The 12th century historian Abu al-Makarim mentions the church of Saint Fana, which was restored by al-Rashid Abu Fadl. Egyptian historian of the 14th–15th century al-Maqrizi wrote about the monastery's fine architecture. The History of the Patriarchs of Alexandria mentions the monastery of Saint Fana twice, first in relation to the election of Pope Theodosius II, Pope of the Coptic Orthodox Church, 1294–1300 and second to the childhood of Patriarch Matthew I, 1378–1408. In pre-Islamic times the monastery reportedly numbered some 1000 monks. The monastery's numbers had drastically dwindled before the arrival of Islam in the seventh century. Al-Maqrizi reports that during his day, the monastery held only two monks.
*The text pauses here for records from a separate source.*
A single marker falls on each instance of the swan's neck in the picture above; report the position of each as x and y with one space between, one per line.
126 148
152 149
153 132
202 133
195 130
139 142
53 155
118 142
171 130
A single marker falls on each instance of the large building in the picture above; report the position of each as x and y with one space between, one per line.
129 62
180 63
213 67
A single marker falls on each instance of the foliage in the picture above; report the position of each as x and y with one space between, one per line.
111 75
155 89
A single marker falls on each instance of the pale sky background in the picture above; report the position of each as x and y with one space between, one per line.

The French Jesuit priest Father Michel Marie Jullien (1827–1911) reported that the priest of the neighboring village Qasr Hur had cleared the church of debris and used the church for the Divine Liturgy. When German scholar Dr. O.F.A. Meinardus visited the monastery in the 1960s, the place was in ruins with remains stretching over a wide area. Only the historical church survived. Pieces of gray granite were also found, suggesting that the monastery may have been built on the location where an ancient temple once stood. On a small hill stand the ruins of a qasr, or tower, which ancient monasteries had. Approximately 80 meters from the ruined monastery one finds the cave of Saint Fana, the location where he reportedly lived. Meinardus does not report on the monastery being inhabited. The surviving old monastic building consists of an ancient basilica, deeply sunk into the sand in the center of a vast mound that, according to the Coptic Encyclopedia, “no doubt” conceals the ruins of the Monastery. The neighboring mounds perhaps conceal isolated cells or hermitages.